Sarà dunque uno stato tiranno a salvarci? E cosa si ridurrà il diritto in generale e quello penale in particolare? Quale sarà, in particolare, l’orizzonte del giurista e del giudice? La giustizia o la politica infarcita di vaghi sociologismi? Signori, giù la maschera! Se oggi tanta violenza ci circonda, è perché in fondo coloro che ne sono gli artefici sanno di poterla fare franca. Compito del diritto penale non è rieducare il condannato. I giudici non sono dei laureati in pedagogia, ma esperti in giurisprudenza ed in particolare di quello ius ars boni et aequi, come sottolineava il giurista romano Celso, che richiama alla mente valori morali ed etici, ai quali il diritto romano sempre dava una prioritaria valenza, secondo il triplice modello dell’honeste vivere, neminem laedere, suum cuique tribuere.

Dare, soprattutto, a ciascuno il suo, quando l’inflizione della pena da parte del giudice dovrà tener conto proporzionalmente della gravità del gesto compiuto con determinatezza e lucidità, perché non si può sempre invocare la follia a sostegno di scellerati criminali.
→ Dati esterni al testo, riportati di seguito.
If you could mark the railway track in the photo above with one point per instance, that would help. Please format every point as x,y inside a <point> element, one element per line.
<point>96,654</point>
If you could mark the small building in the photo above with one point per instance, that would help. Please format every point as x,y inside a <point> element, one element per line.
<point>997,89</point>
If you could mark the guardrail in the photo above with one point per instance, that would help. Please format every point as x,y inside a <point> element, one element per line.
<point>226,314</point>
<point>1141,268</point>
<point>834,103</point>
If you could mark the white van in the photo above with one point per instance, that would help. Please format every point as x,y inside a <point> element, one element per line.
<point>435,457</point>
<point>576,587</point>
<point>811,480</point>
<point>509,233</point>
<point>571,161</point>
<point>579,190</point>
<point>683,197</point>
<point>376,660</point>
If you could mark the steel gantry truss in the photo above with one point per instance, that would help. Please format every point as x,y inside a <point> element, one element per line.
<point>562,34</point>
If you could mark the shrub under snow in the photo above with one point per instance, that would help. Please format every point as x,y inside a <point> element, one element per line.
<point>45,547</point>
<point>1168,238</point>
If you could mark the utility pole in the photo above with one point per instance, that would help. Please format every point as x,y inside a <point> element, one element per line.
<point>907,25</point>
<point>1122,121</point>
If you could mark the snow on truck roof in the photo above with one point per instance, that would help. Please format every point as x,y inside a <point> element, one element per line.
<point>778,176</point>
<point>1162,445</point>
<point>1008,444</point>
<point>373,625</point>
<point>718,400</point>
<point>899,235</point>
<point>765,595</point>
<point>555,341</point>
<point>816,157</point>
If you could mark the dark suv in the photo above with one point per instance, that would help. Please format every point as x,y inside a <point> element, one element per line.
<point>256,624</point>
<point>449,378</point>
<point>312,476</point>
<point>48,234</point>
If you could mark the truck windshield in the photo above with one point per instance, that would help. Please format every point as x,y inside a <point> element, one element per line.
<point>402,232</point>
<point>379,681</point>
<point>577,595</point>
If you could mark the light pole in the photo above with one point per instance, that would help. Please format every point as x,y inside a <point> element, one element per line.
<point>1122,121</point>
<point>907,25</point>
Le bestie cecene, il sessantenne pugliese, colui che ha messo fine a quella giovane vita umana in Romagna, hanno con volontà e determinazione ucciso un essere umano. E quel che è peggio per futili motivi. Non ci sarà retta ragione in una sentenza che premierà il delinquente a scapito della vittima. Non vi sarà simmetria penalmente ripristinata tra le parti in una sentenza ‘penale, che non avrà debitamente tenuto conto di una vita umana stroncata da lucida follia.

Basta con gli ideologismi perniciosi e senza senso del sessantottino vietato vietare, la cui corruptio legis, fino ad oggi ha sempre guidato sentenze penali finalizzate ad uccidere due volte la vittima, sotto l’orpello di una “legge uguale per tutti” rimasto sempre dietro alle spalle del giudice.